Gosto mesmo de me rir. Gosto tanto de me rir, que no período mais tenebroso da minha vida escrevi uma história como esta.

Não gosto de...
Esparregado.
Não gosto de nada que diga respeito a esparregado. Não gosto do nome, não gosto da cor, não gosto da consistência, nada. Odeio de tal modo o esparregado que a única vez na vida que meti tal lamentável alimento à boca não estive com meias medidas: vomitei. Blhuergh!

Gosto de...
Ficção científica.
Não que goste de toda a ficção científica. Mas sei que gosto de FC porque consigo dela tirar prazer mesmo quando sei perfeitamente que a FC que estou a ler ou a ver é medíocre. Da que é mesmo má não gosto. Mas a medíocre, a mediana menos, a que se esquece imediatamente depois de fechar o livro ou de acabar o filme, essa marcha com gosto. E quando é mesmo boa, oh, delícia das delícias! E já que estamos com a mão nesta massa...

Não gosto de...
Fantasia épica.
É o fenómeno inverso. É preciso que uma obra de fantasia épica seja mesmo muito boa ou excelente para eu gostar dela, e mesmo assim não são todas. As que são meramente boas deixam-me indiferente; as que são medíocres só leio com grande dificuldade. As outras, vade retro, Satanás!

Gosto de...
Aprender.
Adoro aprender. Alimentar o cérebro com informação nova é dos maiores prazeres que a vida traz, e aquilo que mais me entristece na noção de que não estarei vivo para sempre é saber que haverá, por esse motivo, uma imensidão de coisas interessantes que nunca poderei aprender.

Não gosto de...
Promessas não cumpridas.
Especialmente quando quem não as cumpre sou eu. E especialmente quando há outras coisas envolvidas na realização da promessa. A sério: cada promessa não cumprida é uma fonte de frustração para alguém, uma fonte de entropia em algum sistema, um grão na engrenagem. Sempre que se diz "eu faço" e depois não se faz está-se a funcionar como peça defeituosa, e muitas vezes a desencadear uma sucessão de incumprimentos, sempre que há outras coisas ou pessoas dependentes daquilo que não se cumpre. É péssimo.

Gosto da...
Língua portuguesa.
Embora a ache por vezes demasiado perra e inflexível, acho a língua portuguesa um portento de criação colectiva. Pensem bem. Esta nossa língua foi sendo construída, camada após camada, mudança atrás de mudança, ao longo de milhares de anos, por milhões dos seus falantes e escreventes. E hoje, quando bem empregue, consegue ser sublime. Um portento. Qualquer língua o é, provavelmente, mas a portuguesa tem o especial condão de ser a minha.

Não gosto de...
Vizinhos barulhentos.
Vizinhos barulhentos são a escumalha da terra. E está tudo dito.

Gosto de...
Mim.
Não, descansem, não me acho a sétima maravilha do mundo. Mas gosto de mim. E quanto mais amadureço mais de mim gosto. Acho que tenho mais qualidades do que defeitos, e que com o passar do tempo alguns dos defeitos se vão atenuando e algumas das qualidades se vão aprimorando. Gosto particularmente do modo como a minha cabeça funciona. Na maior parte das coisas, pelo menos. Chama-se a isto auto-estima, e suponho que tenho uma quantidade saudável de tal qualidade (sim, é uma qualidade). Não de mais, mas a suficiente. A suficiente, pelo menos, para achar que sou capaz de fazer as coisas e meter mãos à obra. E geralmente até tenho sido.

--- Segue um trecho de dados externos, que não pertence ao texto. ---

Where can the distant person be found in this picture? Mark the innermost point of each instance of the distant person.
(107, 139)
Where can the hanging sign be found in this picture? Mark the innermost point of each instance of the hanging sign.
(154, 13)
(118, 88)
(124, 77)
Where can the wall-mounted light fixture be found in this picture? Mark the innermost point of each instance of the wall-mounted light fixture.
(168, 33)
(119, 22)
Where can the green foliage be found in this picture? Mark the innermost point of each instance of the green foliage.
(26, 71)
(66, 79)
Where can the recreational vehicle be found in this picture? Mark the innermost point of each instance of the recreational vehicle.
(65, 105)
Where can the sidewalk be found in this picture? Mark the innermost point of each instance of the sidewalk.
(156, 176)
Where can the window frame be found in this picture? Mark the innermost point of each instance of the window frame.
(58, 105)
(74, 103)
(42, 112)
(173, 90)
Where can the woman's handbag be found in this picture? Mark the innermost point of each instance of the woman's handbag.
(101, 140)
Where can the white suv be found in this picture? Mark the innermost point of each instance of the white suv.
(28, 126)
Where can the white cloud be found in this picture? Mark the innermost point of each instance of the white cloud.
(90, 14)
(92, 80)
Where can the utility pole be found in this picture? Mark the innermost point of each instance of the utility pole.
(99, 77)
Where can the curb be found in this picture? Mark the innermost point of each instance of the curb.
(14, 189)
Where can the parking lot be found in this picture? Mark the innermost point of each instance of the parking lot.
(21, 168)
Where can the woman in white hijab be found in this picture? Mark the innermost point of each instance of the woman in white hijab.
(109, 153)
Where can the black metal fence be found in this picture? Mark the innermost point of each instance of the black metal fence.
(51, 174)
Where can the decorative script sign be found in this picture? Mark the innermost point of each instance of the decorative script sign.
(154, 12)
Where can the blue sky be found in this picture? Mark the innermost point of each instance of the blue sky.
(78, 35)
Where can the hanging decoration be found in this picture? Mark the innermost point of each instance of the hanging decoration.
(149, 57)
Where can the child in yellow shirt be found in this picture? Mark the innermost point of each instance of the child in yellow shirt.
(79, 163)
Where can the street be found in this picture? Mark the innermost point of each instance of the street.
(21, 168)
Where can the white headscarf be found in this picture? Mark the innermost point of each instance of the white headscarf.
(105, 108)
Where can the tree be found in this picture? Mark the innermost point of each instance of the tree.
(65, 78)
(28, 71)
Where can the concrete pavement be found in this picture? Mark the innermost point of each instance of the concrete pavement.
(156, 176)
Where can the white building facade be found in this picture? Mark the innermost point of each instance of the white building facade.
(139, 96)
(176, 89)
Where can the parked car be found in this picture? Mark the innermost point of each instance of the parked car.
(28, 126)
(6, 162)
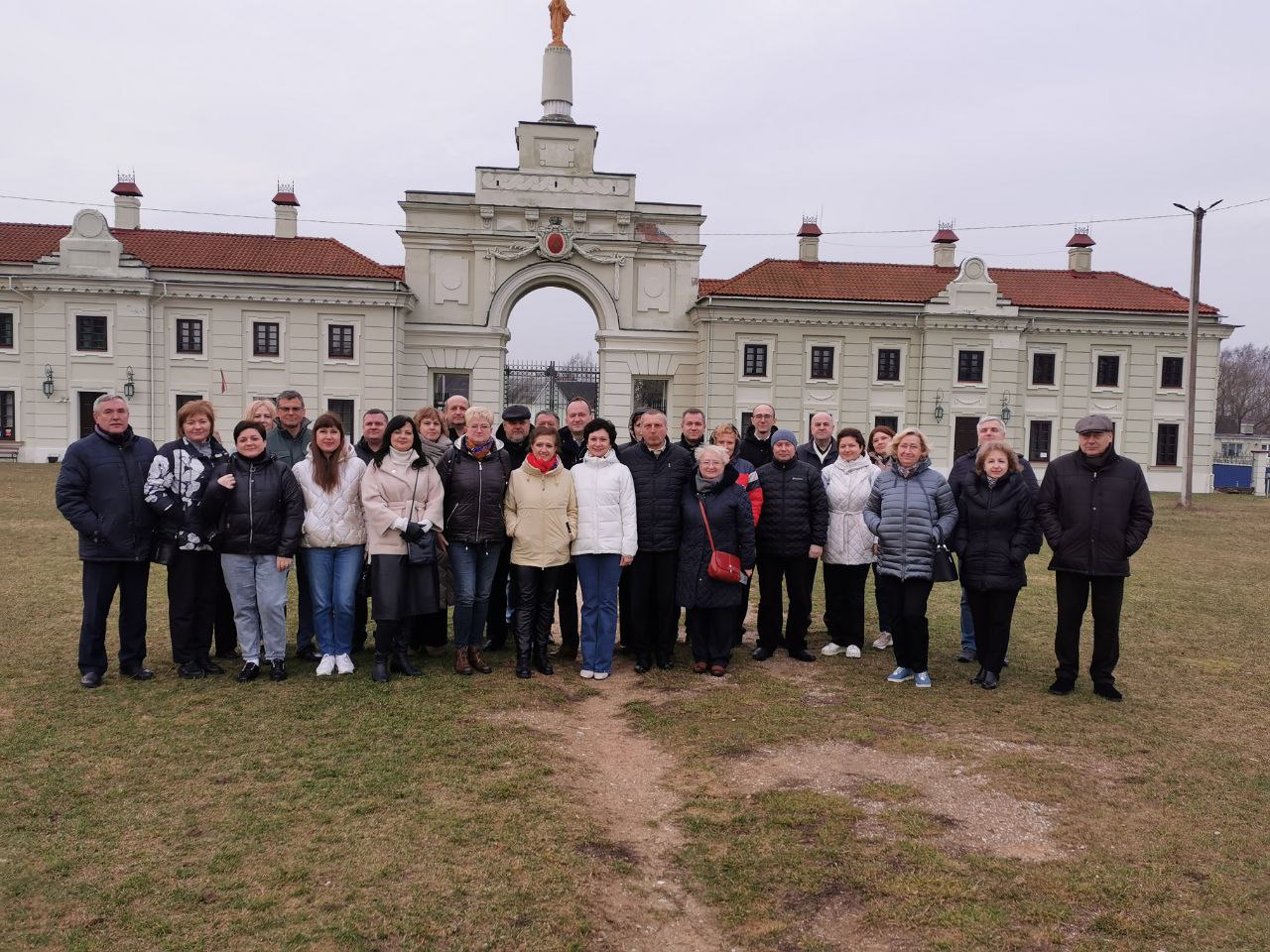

E pronto, é isto. Não passo o meme a ninguém, mas tu que o leste considera-te convidado a participar neste gosto... não gosto.

sábado, 4 de abril de 2009

Semana

Olé, olá! Estou a sentir-me levezinho!

É que acabei o último livro do Martin e despachei uma tarefa relacionada com o próximo da Hobb que me foi pedida mais ou menos à última hora. E agora o próximo prazo a cumprir é francamente longínquo. A pressão destes últimos meses foi levantada, e eu respiro. E vai ser agora que vou finalmente fazer tudo aquilo que tenho vindo a adiar por falta de tempo, oh se vai.

Bem, tudo, tudo, talvez não. São muitas coisas. Mas pelo menos escrever umas coisas, responder a uns mails mais "cabeludos", fazer uns desenhos e o mais que se verá não irão escapar-me.

No wiki, a semana teve ajudinha externa. E em parte como consequência, aumentou mais 50 páginas, subindo o total para 16 071. Também é algo a que vou poder dedicar-me mais, espero.

Quanto a leituras, li O Cadáver de James Joyce, conto célebre de José Luís Peixoto. Tem alguns pormenores de linguagem deliciosos, é certo. O insólito da situação descrita (um tipo que a páginas tantas decide que James Joyce não devia estar enterrado na Suíça e põe mãos à obra de corrigir essa injustiça) deverá explicar boa parte da atracção que este conto originou pela bibliosfera portuguesa fora. Mas eu confesso que acabei a leitura com uma pergunta entalada: "OK, e daí?" Literariamente é bom, sem dúvida, mas pessoalmente não retirei dele grande coisa. Este conto fecha o número 3 da revista Ficções, que anda globalmente pelo bom, apesar do texto do Mendes A. e, menos, do Agnon. Os do Mário de Carvalho, do Maupassant e do Agualusa, que são aqueles de que mais gostei, compensam.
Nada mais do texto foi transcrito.